Like many other institutional investors, SWFs that are well-established in private equity are increasingly going direct. As we reported in November, this may be behind some interesting events at the Kuwait Investment Authority.
Almost half of SWFs surveyed in PwC’s Sovereign Investors 2020 report in 2016 said they would invest in targets directly, up from 21 percent two years earlier.
“They want to do it on their own,” says Babak Nikravesh, a partner at Hogan Lovells and one of the organisers of the inaugural Sovereign Investors Conference in New York. “Concretely, that means scaling up and putting people on the ground.”
The most sophisticated are expanding their footprint to assist in direct deals. Singapore state investment firm Temasek Holdings opened a San Francisco office in February, while Abu Dhabi SWF Mubadala opened one in October. This week, the latter also established a formal presence in Moscow.

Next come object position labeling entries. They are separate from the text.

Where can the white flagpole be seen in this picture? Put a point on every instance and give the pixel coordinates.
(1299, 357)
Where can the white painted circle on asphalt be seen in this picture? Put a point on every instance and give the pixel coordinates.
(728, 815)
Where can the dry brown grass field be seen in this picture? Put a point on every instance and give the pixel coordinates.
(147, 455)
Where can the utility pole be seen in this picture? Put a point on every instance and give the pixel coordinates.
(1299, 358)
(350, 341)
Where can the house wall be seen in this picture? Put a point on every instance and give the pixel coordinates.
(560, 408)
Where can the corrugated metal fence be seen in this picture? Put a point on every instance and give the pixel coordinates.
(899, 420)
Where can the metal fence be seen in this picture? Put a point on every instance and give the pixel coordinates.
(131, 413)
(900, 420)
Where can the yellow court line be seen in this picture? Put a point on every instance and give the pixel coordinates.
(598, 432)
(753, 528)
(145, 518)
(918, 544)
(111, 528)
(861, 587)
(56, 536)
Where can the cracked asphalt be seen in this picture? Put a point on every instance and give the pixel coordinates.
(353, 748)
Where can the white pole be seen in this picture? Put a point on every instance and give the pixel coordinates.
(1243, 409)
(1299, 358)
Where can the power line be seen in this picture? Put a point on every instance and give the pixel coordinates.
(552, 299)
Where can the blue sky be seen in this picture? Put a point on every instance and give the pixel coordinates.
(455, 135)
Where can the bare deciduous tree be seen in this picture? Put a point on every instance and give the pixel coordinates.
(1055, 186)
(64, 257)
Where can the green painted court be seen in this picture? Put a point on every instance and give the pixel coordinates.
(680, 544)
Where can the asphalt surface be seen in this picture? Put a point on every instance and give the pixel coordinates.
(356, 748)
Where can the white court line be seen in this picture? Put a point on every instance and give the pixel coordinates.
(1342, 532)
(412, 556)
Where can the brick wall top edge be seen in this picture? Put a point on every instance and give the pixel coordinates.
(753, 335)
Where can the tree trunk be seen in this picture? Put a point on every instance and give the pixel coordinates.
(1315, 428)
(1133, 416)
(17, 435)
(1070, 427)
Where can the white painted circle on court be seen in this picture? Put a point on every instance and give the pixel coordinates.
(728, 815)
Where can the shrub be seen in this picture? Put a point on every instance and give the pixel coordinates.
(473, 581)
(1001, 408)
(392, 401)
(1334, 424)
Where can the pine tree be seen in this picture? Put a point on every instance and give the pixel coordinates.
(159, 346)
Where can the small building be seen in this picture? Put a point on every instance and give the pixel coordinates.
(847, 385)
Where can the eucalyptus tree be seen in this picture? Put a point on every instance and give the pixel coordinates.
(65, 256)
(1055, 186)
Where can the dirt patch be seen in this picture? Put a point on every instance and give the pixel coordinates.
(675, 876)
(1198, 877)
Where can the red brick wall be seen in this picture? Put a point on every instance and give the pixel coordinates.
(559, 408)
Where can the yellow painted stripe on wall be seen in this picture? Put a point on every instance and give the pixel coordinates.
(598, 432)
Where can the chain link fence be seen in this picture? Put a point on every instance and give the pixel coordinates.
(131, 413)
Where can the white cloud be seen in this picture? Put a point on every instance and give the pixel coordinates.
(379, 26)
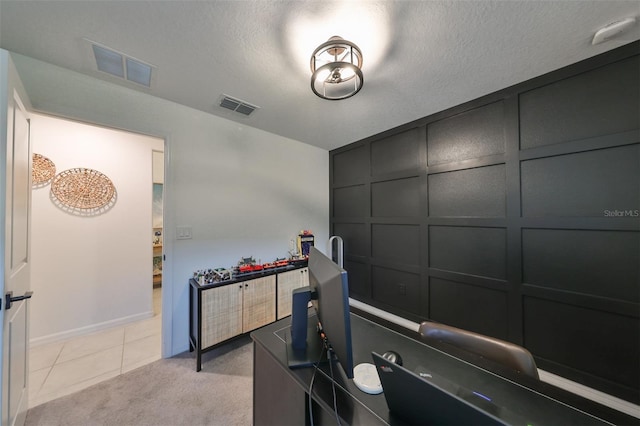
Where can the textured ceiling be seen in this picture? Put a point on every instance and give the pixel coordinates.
(420, 57)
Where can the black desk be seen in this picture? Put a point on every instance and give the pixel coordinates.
(280, 394)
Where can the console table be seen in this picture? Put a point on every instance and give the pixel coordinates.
(224, 310)
(541, 403)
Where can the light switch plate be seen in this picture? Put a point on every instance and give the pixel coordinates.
(183, 233)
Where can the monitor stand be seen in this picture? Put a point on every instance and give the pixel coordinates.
(312, 354)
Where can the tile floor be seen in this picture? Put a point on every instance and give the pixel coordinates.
(61, 368)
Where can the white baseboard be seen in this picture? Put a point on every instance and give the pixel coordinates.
(66, 335)
(558, 381)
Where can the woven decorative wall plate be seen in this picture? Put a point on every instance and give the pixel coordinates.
(83, 189)
(42, 170)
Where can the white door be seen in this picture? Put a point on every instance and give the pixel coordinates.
(15, 369)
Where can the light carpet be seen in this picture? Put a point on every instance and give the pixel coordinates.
(166, 392)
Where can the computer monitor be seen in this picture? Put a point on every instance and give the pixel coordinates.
(328, 292)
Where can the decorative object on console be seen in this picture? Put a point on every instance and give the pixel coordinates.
(336, 67)
(305, 242)
(82, 189)
(42, 170)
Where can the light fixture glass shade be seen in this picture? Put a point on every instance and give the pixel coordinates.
(336, 69)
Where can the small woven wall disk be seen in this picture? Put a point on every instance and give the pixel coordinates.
(82, 188)
(42, 170)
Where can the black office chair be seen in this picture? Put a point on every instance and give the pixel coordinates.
(497, 351)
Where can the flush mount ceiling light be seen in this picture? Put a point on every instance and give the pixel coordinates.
(337, 69)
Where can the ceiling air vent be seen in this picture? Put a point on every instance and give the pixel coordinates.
(237, 105)
(122, 66)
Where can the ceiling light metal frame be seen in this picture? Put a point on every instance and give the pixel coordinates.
(336, 68)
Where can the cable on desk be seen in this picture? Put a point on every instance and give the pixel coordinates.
(313, 378)
(333, 386)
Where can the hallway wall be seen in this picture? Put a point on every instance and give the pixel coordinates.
(91, 272)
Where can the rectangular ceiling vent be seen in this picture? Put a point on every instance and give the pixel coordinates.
(122, 66)
(237, 105)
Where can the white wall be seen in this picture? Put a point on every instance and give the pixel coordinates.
(243, 191)
(91, 272)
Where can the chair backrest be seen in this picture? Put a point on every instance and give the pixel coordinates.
(506, 354)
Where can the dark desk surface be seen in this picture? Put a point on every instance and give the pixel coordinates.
(356, 406)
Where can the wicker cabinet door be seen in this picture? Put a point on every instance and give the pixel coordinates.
(221, 314)
(259, 303)
(287, 282)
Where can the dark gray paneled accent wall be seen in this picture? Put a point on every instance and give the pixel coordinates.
(516, 215)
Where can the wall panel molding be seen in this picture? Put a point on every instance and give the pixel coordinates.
(525, 205)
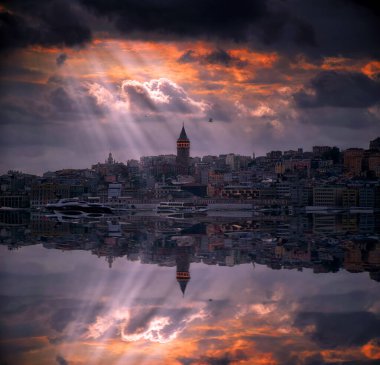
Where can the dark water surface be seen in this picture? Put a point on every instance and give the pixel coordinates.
(232, 289)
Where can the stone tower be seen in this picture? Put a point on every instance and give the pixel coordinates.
(183, 153)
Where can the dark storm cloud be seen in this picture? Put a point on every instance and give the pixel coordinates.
(48, 23)
(61, 59)
(225, 359)
(61, 360)
(340, 329)
(339, 89)
(217, 57)
(317, 28)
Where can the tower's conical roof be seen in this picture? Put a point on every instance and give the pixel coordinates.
(183, 134)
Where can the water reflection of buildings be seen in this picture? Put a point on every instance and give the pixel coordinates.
(323, 243)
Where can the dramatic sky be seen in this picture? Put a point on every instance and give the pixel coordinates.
(69, 308)
(81, 78)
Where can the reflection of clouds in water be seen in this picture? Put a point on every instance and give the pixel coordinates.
(151, 324)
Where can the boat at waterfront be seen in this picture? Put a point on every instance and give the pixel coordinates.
(180, 207)
(76, 205)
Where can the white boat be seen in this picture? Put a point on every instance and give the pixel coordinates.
(65, 205)
(180, 207)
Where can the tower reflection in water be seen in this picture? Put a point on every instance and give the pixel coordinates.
(253, 296)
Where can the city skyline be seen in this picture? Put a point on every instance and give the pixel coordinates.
(81, 79)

Those that don’t have the geographic presence or in-house expertise are using co-investment to get up to speed, says Nikravesh, with some trying to make the minimum commitment to high-profile funds to gain access to dealflow.
SWFs are also increasing their focus on venture capital. While this isn’t new – sovereigns such as Temasek and fellow Singaporean GIC cashed in on Alibaba’s IPO in 2014, and others have made direct investments in unicorns, including Saudi Arabia’s Public Investment Fund’s $3.5 billion investment into Uber – it has shot up dramatically. They invested more in high-tech companies in 2016 than in the previous 10 years combined, according to the Sovereign Wealth Fund Report 2016, published by Sovereign Investment Lab in July.
As these trends develop they will start to move SWFs from the ‘partner’ to the ‘competitor’ category for private equity firms. However, these are just a few of the giants.
A number of smaller and emerging SWFs are exploring investing in private equity for the first time. Panama, for example, is likely to make its entrance in private equity in 2018, intending to ultimately allocate 5-10 percent of its $1.4 billion assets.
A flurry of SWFs, including smaller ones such as Rwanda’s and the Turks and Caicos Islands’, have also popped up in the past few years and could tap private equity in years to come. You can read more on this in our emerging markets focus next week.
“As these funds emerge and grow, they move from government securities to public equities and real estate and then eventually to alternative asset managers because they need the returns,” says Paul Downs, a partner of Nikravesh’s. “It’s a very typical progression that we see.”
These new entrants will ensure that SWFs remain the fundraisers’ friends as well as dealmakers’ foes.